だから、そのブランコだけは、レオナルドがねだっても、私が懇願しても乗せてもらえなかった。


しかし、当時九歳の子供にとって、それは非常に魅力的な乗り物で、とても諦めることが出来ず、私たちは隙を見ては隠れて乗りに行っていた。


ロベルトにバレないように、短い時間だけこっそりと遊ぶわけだが、この限られた時間というのがまた問題だった。今度は私たち二人の間でブランコの奪い合いが勃発するのだ。


「大抵、わたくしが負けていたでしょ? だから、悔しくって、ある日、庭師に言って、あっちの大きな木の枝に簡単なブランコを作ってもらいましたの」


私は、少し離れている大きな木を指差した。


「出来上がった時は嬉しくって、乱暴に乗っていたらすぐに枝が折れてしまって・・・。わたくしが怪我をしたものだから、お父様もお母様も驚いて、わたくし専用のしっかりとしたブランコを作ってくれましたのよ」


「・・・そっか・・・。だから、途中から誘っても行かなくなったのか・・・」


レオナルドがボソッと何かを呟いた。よく聞こえなかったので、私はそのまま話し続けた。

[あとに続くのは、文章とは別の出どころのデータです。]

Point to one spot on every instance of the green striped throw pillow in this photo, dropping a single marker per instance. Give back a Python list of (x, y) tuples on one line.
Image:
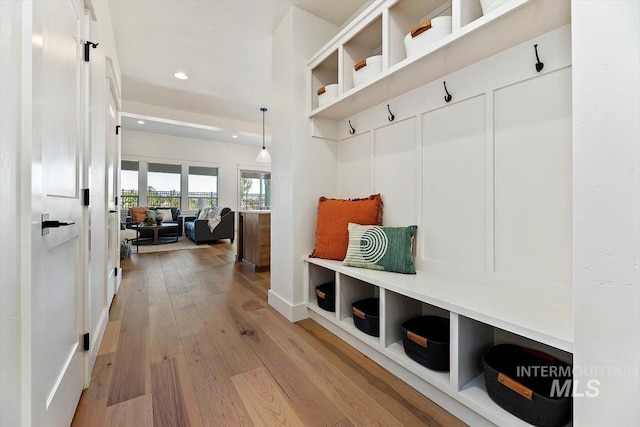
[(381, 248)]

「嫌なことがあった時はよくこれに乗りますの。ふふふ、そう言えば、ここ最近は毎日乗っていた気がしますわぁ、嫌な事ばーっかりで!」

「う・・・」


「でも、ブランコに揺られていると気持ちが落ち着いてきますのよ。空を飛んでいるみたいでしょう? 特に夜は素敵ですのよ? 満天の星空を見ながら漕いでいると、星に吸い込まれるような気持ちになるの」


私は空を見上げながら、宙で足を搔き、ぐんぐんブランコを揺らす。


「今みたいな青空を見ている時も鳥になったような気がして気持ちが良いけれど、夜空は不思議ともっとずっと広い世界を感じるのです。たくさんの星を見ていると、自分はとってもちっぽけな存在な気がしてきて、同時に自分の悩みなんてもっとずっと小さいって思えてくるの」


レオナルドを見ると、彼は私を見上げていた。


「最後には、悩むのなんて止めて、私も夜空のようにドーンと構えようって、そう気持ちを切り替えていましたわ」


「そうか・・・」


「ええ。殿下も今は待っていることしかできなくて、気持ちが急くのは分かります。でも、ここはドーンと構えてくださいませ」


私はニッと笑って見せた。


「楽観的になれとは言いませんわ。でも、もう今は味方もおりますし、国王陛下にも王太子殿下にも無事を伝えられました。薬だって近い内にできるのです。イライラとしたネガティブ思考はいい結果を生まないですわよ、きっと」


「ああ。そうだな・・・」


レオナルドは頷いて前を向いた。


「ブランコ・・・久しぶりに乗った。気持ちいいな」

「でしょう? おチビさんには怖くありません?」

「は? 誰が怖がるか!」

「なら、もっと大きく漕ぎますわね。ちゃんとお掴まりくださいな! それっ!」


私はグンッと思いっきり身体で反動を付けて、ブランコを動かした。


「うおっ! アハハハ! やるな、エリーゼ!」


スピードの付いたブランコに、レオナルドは楽しそうに笑い声を上げた。


「ふふふ! 伊達に長年ブランコでストレス発散してませんわよ! プロですわ!」


何年かぶりに聞いたレオナルドの笑い声。それが思いの外懐かしく、嬉しかったのかもしれない。私もブランコを漕ぐことに夢中になった。


暫くの間、二人で笑いながらブランコに乗っていた。